Jezioro Pilchowickie, największe na Bobrze, ma 4 km długości i 300 – 400 m szerokości. Może pomieścić 54 mln ton wody. Ale w 1997 roku i tego nie wystarczało, woda przelewała się przez koronę zapory.
Zaporę w Pilchowicach wybudowano po serii katastrofalnych powodzi z końca XIX wieku. Ma 280 m długości i 62 m wysokości, co czyni ją największą w Polsce kamienną konstrukcją hydrotechniczną.
Zaprojektowano ją w 1902 roku, prace trwały 10 lat. Specjalnie dla tej budowy poprowadzono przez góry linię kolejową, zmieniono nurt Bobru tak, że na czas budowy płynął wykutą w skale sztolnią. Kamień węgielny osobiście wmurował cesarz Wilhelm II. Na koronie zapory stanął jego pomnik wraz z opisem inwestycji i postaciami budowniczych. Dziś nie ma po nich śladu, pozostał jedynie cokół.

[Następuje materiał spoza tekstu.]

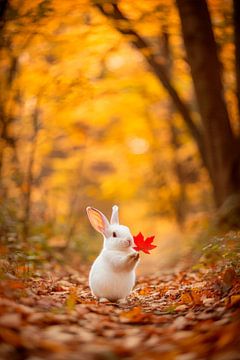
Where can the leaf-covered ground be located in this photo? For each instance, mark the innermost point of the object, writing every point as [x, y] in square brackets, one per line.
[183, 315]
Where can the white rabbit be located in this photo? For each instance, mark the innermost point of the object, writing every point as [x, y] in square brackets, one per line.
[112, 275]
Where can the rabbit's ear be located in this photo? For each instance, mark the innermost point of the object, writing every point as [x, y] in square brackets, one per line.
[98, 220]
[114, 217]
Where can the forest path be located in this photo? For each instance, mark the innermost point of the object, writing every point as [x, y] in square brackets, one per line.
[183, 315]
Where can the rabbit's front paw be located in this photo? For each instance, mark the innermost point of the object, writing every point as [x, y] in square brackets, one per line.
[133, 257]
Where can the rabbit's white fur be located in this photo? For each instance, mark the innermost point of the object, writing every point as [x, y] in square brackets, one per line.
[112, 275]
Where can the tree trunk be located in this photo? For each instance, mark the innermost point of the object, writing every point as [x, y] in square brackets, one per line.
[236, 23]
[221, 146]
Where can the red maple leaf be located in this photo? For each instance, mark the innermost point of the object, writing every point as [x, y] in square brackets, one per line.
[144, 245]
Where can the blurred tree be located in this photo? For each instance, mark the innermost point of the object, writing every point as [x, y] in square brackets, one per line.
[218, 146]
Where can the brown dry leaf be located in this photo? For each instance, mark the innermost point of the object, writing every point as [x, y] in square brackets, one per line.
[134, 315]
[11, 320]
[234, 300]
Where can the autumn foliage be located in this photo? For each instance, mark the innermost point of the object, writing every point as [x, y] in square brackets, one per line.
[128, 103]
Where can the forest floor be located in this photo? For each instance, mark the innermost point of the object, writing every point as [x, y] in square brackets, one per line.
[181, 315]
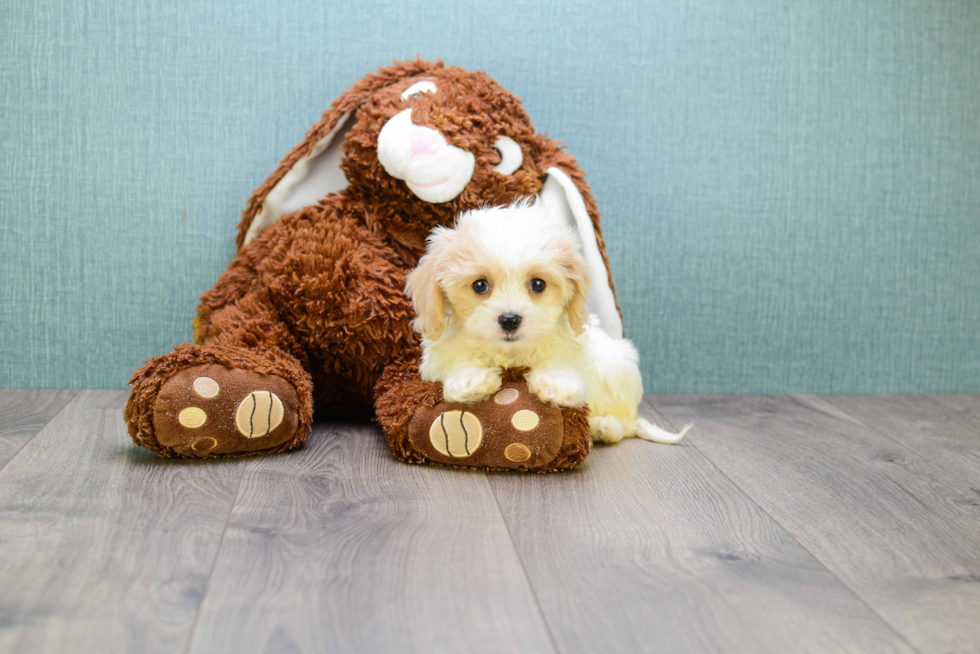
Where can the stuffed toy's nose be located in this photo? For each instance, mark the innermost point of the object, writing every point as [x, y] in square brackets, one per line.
[426, 141]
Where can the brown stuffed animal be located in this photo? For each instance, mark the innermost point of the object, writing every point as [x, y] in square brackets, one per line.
[311, 314]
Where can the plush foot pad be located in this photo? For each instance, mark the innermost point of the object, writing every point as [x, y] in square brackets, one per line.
[512, 430]
[210, 410]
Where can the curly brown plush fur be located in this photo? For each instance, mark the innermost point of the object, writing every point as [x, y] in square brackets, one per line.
[317, 297]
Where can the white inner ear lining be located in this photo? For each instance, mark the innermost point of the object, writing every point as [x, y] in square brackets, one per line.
[272, 207]
[511, 155]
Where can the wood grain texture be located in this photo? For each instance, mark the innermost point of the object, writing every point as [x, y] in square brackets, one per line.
[650, 548]
[104, 547]
[23, 412]
[341, 548]
[879, 489]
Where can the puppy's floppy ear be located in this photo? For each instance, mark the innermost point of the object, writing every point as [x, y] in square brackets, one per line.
[570, 200]
[428, 299]
[312, 170]
[577, 275]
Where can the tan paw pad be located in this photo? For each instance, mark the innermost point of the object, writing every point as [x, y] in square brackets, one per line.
[517, 452]
[192, 417]
[259, 414]
[206, 387]
[525, 420]
[456, 433]
[205, 444]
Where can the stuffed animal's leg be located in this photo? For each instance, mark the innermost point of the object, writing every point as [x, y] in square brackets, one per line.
[513, 430]
[243, 391]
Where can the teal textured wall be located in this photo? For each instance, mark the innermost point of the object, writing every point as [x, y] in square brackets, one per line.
[790, 188]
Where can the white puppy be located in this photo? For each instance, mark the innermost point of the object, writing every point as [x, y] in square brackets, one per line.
[506, 288]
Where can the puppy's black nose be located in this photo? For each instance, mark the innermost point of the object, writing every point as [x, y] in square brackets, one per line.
[509, 321]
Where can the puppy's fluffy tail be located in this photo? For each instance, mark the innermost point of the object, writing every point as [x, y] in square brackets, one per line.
[650, 432]
[610, 429]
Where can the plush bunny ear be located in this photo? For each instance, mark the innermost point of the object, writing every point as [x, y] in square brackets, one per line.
[311, 177]
[312, 170]
[564, 200]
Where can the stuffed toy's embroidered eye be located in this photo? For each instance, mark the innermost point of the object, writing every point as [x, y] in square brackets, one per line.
[510, 153]
[425, 86]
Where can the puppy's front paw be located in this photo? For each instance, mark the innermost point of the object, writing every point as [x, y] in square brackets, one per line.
[471, 385]
[557, 387]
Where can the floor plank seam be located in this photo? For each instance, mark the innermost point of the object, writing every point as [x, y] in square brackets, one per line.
[527, 578]
[214, 563]
[68, 404]
[874, 429]
[789, 533]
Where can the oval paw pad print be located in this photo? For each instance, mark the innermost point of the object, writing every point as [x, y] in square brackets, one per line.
[459, 433]
[259, 414]
[456, 433]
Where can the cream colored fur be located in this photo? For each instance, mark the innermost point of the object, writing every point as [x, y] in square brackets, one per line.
[572, 361]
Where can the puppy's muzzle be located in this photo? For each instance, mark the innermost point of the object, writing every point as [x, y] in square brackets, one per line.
[509, 322]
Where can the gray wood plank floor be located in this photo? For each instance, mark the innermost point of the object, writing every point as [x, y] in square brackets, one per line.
[781, 524]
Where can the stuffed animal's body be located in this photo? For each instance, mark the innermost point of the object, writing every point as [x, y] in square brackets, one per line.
[311, 314]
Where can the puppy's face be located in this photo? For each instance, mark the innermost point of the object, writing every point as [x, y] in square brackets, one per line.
[504, 276]
[508, 302]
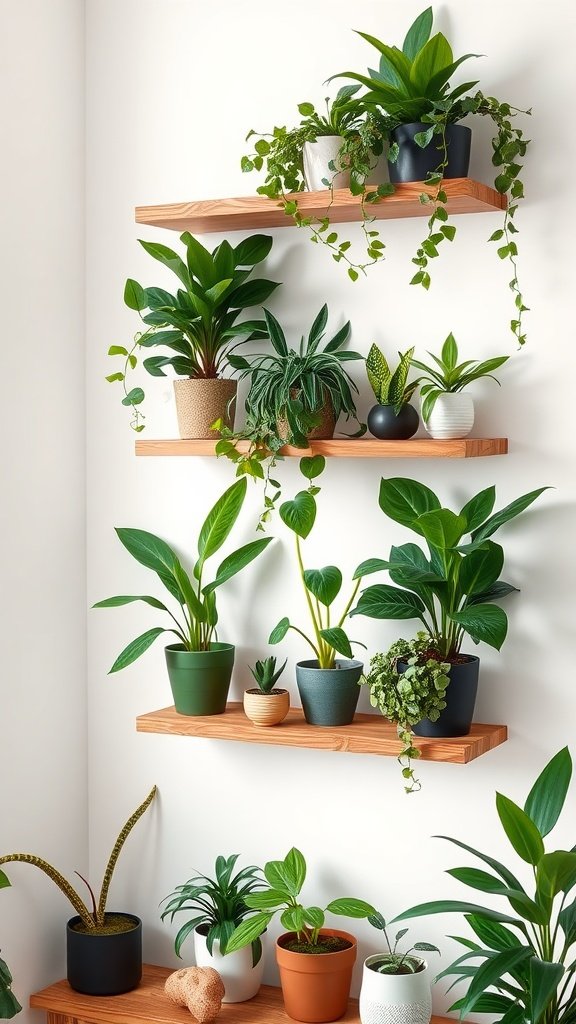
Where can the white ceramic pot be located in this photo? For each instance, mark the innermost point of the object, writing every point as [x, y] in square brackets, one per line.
[395, 998]
[240, 979]
[452, 416]
[316, 158]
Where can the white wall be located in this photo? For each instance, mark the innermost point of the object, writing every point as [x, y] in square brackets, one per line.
[42, 511]
[173, 87]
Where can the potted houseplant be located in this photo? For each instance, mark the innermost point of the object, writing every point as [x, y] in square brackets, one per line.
[421, 114]
[396, 986]
[447, 412]
[315, 963]
[520, 964]
[214, 908]
[104, 947]
[450, 588]
[393, 418]
[199, 668]
[196, 327]
[265, 705]
[328, 686]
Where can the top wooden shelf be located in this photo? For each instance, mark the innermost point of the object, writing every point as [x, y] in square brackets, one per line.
[255, 212]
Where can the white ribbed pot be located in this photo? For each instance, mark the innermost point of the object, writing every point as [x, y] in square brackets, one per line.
[395, 998]
[240, 979]
[452, 416]
[316, 158]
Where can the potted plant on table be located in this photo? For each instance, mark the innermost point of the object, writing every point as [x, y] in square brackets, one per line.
[199, 668]
[328, 686]
[393, 418]
[197, 327]
[215, 908]
[315, 963]
[450, 588]
[525, 951]
[104, 947]
[447, 412]
[265, 705]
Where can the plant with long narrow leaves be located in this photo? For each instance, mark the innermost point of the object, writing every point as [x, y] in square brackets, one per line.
[92, 920]
[321, 586]
[196, 627]
[216, 906]
[285, 881]
[197, 324]
[526, 952]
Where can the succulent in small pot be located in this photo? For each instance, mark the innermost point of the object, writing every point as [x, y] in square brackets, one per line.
[197, 327]
[104, 948]
[214, 908]
[446, 412]
[265, 705]
[200, 669]
[393, 418]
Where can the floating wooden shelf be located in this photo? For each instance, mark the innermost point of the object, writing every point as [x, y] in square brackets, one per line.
[423, 448]
[368, 734]
[148, 1003]
[254, 212]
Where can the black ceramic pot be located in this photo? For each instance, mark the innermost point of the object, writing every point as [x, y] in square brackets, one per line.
[414, 163]
[387, 426]
[105, 965]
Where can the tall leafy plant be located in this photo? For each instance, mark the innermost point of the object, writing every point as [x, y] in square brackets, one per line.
[521, 964]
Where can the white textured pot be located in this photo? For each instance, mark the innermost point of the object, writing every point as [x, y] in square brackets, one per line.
[240, 979]
[452, 416]
[316, 158]
[395, 998]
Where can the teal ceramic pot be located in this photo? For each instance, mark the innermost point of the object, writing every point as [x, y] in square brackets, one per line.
[200, 680]
[329, 695]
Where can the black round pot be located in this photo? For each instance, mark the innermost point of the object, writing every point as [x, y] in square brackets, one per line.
[387, 426]
[414, 163]
[456, 718]
[105, 965]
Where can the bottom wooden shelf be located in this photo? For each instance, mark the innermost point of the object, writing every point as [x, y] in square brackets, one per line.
[148, 1003]
[367, 734]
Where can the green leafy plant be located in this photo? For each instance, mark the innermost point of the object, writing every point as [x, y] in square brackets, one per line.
[266, 675]
[393, 962]
[281, 153]
[198, 324]
[407, 697]
[217, 905]
[197, 600]
[451, 587]
[321, 586]
[93, 920]
[526, 951]
[450, 376]
[412, 84]
[285, 879]
[391, 388]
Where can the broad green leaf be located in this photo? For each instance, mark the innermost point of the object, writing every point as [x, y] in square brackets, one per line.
[546, 797]
[521, 830]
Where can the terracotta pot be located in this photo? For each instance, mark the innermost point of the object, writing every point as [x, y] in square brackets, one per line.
[316, 986]
[266, 709]
[200, 401]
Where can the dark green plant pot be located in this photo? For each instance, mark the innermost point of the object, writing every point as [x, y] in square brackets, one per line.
[329, 695]
[105, 965]
[200, 680]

W 1945 roku SS zaminowało zaporę z zamiarem wysadzenia jej w powietrze i zalania Wlenia i kilku innych miejscowości. Przeciwstawił się temu twórca zapory – inżynier Bachmann.
Po koronie zapory można swobodnie spacerować, a za wizytę nie są pobierane żadne opłaty.
Wycieczka na most kolejowy
Z parkingu przed zaporą jedziemy dwa kilometry dalej wzdłuż brzegu Jeziora. Po lewej stronie z tunelu w górze Czyżyk wyłaniają się tory nieczynnej linii kolejowej, wkrótce dotrzemy do malowniczo położonej stacji kolejowej Pilchowice Zapora, gdzie linia kolejowa przekracza zatokę Jeziora po stalowym wiadukcie, największym w Sudetach.
Most ma 130 metrów długości i wznosi się 20 metrów nad lustrem wody. Ostatnimi czasy stał się bardzo popularny, z powodu kontrowersyjnego pomysłu wysadzenia go na potrzeby znanej amerykańskiej produkcji filmowej.
Niedaleko stacji Pilchowice Zapora znajduje się wypożyczalnia sprzętu wodnego.